A person built a personal system where an AI — specifically Claude — handles the exhausting parts of job hunting. It reads job offers, scores them on ten different factors (like salary, growth potential, culture fit), spits out a grade from A to F, and then writes a custom CV tailored to that specific role. Not a generic CV. One shaped around what that company is looking for.
The system can process ten or more offers at the same time, running in parallel the way a small team would.
It's not a product. No monthly fee, no onboarding call. Someone built this for themselves, stress-tested it across 740 real job listings, and ended up landing a senior role at the end of it. The thing actually worked.
What's quietly remarkable is how it's configured: you don't have to dig into technical settings. You just tell the AI in plain language — "focus on marketing leadership roles instead" — and it rewrites its own instructions accordingly.
If you've ever posted a job and been buried in identical CVs, this shows you what's coming. And if you're hiring or being hired, the arms race between AI-written applications and AI-screening systems is already here.

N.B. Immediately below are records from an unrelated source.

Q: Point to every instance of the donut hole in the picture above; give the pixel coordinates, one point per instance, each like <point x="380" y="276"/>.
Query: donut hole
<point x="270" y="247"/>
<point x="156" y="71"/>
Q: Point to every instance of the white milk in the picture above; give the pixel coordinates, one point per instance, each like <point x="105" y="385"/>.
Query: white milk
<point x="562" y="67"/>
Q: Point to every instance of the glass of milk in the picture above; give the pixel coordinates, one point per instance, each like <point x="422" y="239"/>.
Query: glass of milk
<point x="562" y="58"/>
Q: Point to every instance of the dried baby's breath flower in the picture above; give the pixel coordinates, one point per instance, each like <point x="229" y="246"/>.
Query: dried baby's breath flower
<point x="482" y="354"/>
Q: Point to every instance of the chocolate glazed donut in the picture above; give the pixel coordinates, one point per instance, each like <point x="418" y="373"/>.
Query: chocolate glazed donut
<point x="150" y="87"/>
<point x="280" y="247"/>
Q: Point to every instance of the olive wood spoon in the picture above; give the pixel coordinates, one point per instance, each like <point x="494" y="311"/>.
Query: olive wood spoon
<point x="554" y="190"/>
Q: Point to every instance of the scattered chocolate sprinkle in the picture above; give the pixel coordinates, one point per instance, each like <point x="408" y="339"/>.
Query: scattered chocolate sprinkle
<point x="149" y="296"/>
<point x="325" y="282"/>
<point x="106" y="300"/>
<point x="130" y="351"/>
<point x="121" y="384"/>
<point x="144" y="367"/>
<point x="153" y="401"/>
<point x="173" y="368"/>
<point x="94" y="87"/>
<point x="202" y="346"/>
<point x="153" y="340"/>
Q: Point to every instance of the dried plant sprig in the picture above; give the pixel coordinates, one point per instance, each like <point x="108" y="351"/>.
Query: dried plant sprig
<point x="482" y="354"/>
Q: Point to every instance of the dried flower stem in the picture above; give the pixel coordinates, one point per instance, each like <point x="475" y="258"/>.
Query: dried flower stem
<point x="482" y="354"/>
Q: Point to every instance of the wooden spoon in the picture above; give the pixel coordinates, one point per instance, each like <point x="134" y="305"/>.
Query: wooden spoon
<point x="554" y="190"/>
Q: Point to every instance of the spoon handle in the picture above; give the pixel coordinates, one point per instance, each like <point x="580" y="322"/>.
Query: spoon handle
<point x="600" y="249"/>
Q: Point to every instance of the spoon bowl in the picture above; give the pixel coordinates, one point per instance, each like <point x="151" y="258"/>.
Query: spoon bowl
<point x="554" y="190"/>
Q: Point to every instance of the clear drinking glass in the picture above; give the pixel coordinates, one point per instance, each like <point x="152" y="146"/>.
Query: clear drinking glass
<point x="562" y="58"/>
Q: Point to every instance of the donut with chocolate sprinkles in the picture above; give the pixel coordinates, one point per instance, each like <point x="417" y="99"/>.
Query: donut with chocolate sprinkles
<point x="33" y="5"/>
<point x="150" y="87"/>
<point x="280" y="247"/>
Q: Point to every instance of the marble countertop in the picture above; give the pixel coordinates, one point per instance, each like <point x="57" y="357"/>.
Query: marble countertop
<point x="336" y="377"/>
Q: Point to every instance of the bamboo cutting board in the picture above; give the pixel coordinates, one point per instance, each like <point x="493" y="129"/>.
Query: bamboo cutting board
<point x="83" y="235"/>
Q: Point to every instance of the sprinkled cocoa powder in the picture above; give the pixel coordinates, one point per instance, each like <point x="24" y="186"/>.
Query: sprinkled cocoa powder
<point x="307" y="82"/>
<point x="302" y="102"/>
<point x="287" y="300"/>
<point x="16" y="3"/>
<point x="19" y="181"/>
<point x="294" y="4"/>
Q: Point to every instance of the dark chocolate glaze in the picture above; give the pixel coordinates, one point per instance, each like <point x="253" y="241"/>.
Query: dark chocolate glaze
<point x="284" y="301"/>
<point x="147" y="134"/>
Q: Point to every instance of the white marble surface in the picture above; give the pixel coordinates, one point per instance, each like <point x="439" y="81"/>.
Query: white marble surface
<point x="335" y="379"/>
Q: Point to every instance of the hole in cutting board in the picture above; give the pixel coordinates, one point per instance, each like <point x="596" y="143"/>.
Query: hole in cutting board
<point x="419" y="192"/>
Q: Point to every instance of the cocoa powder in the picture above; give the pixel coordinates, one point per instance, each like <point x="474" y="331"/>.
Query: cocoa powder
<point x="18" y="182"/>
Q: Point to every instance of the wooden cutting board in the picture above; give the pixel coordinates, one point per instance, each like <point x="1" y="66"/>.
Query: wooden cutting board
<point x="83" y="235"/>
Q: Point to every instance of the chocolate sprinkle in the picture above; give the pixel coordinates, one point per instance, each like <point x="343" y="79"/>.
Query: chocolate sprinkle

Worth sitting with: what parts of your own work could benefit from this kind of structured, opinionated evaluation?
AI agent — an AI that doesn't just answer questions, but takes actions: reading documents, making decisions, producing outputs, one step after another.
ATS — Applicant Tracking System. The software companies use to filter CVs before a human ever sees them. Most large companies use one.
Sub-agents — smaller AI helpers that work on separate tasks at the same time, like having a few people each reading a different document in parallel.
Repo — short for repository. A publicly shared folder on GitHub where someone posts their project so others can see or use it.